Python equivalent, ready for a scheduled job:
table_name = "catalog_name.schema_name.table_name"
df = spark.sql(f"""
SELECT max(timestamp) AS last_data_change_ts
FROM (
DESCRIBE HISTORY {table_name}
)
WHERE operation IN ('WRITE', 'DELETE', 'MERGE', 'UPDATE')
""")
last_ts = df.collect()[0]["last_data_change_ts"]
print(f"Last data change for {table_name}: {last_ts}")
From there you can write last_ts into a monitoring table, compare it to current time, or trigger an alert if the table hasn't been updated in a while. This only reads the transaction log, not the table data, so it's lightweight.
If you don't need to distinguish between operation types and just want a quick timestamp, DESCRIBE DETAIL is a simpler option:
DESCRIBE DETAIL catalog_name.schema_name.table_name
That gives you a lastModified column reflecting the most recent modification. Less granular, but gets the job done for simpler checks.
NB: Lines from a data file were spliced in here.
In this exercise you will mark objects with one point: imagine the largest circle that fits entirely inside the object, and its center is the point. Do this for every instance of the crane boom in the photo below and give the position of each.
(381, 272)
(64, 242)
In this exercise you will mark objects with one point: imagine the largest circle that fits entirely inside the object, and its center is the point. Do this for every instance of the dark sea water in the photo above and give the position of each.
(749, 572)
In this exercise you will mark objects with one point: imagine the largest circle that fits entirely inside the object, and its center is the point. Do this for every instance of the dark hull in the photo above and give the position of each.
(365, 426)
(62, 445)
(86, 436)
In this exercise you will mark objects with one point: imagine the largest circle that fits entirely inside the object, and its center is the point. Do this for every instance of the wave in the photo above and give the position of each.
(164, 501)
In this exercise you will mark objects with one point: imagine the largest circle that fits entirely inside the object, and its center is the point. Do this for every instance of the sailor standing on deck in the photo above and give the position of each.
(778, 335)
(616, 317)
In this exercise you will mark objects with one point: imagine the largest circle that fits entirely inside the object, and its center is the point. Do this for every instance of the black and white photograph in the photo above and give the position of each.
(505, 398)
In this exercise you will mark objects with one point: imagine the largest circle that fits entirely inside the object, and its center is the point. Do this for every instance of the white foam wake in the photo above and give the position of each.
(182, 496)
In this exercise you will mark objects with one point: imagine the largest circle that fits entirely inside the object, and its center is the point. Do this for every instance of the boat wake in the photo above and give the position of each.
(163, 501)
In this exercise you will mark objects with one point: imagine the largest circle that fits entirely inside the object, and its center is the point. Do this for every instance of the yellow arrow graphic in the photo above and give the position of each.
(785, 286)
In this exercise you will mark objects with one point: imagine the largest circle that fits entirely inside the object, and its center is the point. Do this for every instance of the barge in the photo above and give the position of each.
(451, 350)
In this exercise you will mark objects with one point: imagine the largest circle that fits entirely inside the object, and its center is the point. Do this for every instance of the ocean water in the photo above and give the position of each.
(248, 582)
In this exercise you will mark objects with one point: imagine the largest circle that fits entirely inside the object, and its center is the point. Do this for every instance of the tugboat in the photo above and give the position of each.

One gotcha worth flagging: don't rely on the last_altered column in system.information_schema.tables. It only tracks DDL changes like schema modifications and table properties. It does not reflect DML operations (inserts, updates, deletes). If someone writes new rows to your table, last_altered won't move. This bites people regularly.
A couple things to keep in mind:
- Delta table history is retained for 30 days by default (controlled by delta.logRetentionDuration). For most scheduled monitoring use cases that's plenty, but good to know the boundary.
- If you ever need row-level change tracking rather than table-level, look into Change Data Feed. Different tool for a different job, but worth knowing it's there.
Hope that helps — let us know how it goes.